The Institute of Internal Auditors divides EHS technical competencies into generally-applicable skills and skills that apply to specific assignments. Their recommended generally-applicable competencies include:
- Internal management controls. This is an organization-specific skill set that an auditor needs in order to make sure that the information needed to detect and prevent compliance issues is up to date and accurate.
- Statistics and probability. Basic statistics and probability knowledge is essential for determining how many samples are needed to provide a representative sample and to understand the various qualitative limits that apply to EHS issues in the workplace.
- Risk assessment. Process safety management is not just about regulatory compliance; it is also about risk management, and risk management begins with risk assessment. Auditors need to have a solid grasp of risk assessment terms and procedures.
- Regulatory knowledge.

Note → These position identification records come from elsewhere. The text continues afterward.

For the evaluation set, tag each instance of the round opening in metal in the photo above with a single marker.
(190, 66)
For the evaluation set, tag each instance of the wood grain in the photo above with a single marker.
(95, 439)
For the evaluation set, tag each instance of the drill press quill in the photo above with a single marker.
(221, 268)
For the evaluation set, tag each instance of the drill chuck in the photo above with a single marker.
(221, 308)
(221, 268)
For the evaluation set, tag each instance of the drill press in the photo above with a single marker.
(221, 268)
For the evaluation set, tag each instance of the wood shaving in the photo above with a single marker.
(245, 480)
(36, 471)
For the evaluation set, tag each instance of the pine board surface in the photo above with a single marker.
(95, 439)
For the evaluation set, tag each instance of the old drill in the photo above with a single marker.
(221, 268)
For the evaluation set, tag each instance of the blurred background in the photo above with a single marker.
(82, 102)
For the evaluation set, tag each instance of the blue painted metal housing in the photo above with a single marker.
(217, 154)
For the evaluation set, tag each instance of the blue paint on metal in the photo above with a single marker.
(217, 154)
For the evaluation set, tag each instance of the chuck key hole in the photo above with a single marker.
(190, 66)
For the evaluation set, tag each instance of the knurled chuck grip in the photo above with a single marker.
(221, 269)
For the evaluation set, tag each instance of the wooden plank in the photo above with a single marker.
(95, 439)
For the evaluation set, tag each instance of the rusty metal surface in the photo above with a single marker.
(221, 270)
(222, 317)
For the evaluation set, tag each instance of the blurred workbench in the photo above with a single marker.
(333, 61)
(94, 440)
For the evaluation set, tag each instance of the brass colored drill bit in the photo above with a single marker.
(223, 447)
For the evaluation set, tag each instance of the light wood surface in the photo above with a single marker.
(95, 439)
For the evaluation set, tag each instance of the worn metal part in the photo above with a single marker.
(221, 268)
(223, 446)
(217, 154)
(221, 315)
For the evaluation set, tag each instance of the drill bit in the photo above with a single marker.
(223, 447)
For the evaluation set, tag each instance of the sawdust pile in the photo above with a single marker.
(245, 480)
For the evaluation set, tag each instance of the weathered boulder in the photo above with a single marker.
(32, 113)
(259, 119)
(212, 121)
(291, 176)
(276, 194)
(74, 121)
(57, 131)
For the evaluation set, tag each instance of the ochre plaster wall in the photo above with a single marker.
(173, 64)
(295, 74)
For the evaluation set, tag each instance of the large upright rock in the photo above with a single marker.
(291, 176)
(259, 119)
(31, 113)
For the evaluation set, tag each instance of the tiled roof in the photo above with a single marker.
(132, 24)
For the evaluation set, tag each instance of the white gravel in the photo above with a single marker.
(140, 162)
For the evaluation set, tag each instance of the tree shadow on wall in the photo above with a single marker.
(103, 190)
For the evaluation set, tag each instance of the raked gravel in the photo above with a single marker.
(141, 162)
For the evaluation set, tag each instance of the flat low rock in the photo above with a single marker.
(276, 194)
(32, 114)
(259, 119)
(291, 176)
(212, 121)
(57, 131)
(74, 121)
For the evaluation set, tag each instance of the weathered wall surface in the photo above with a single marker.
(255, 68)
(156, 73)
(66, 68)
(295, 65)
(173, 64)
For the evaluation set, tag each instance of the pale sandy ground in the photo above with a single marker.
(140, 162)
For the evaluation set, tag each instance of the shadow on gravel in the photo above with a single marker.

In any EHS area, and in PSM especially, it is vital for an auditor to have a broad knowledge of the applicable regulations and how they apply to the workplace.
- Sustainability and corporate social responsibility. An EHS auditor must understand how EHS activities fit into broader corporate goals, and PSM is just one of the many regulations that can have an impact on risk and long-term sustainability.
Some types of audits require even more specific skills. An auditor conducting a PSM audit will benefit from careful study and application of:
- Chemical hazards. The effective management of highly hazardous chemicals regulated under the process safety standard demands knowledge of the chemicals in a covered process and their hazards.
- Health and safety knowledge. In order to evaluate the safety of a covered process, some knowledge of the technical principles of the process is required.
- Process operations. An overall understanding of the processes in the workplace, particularly the covered processes, is needed in order to conduct a risk assessment.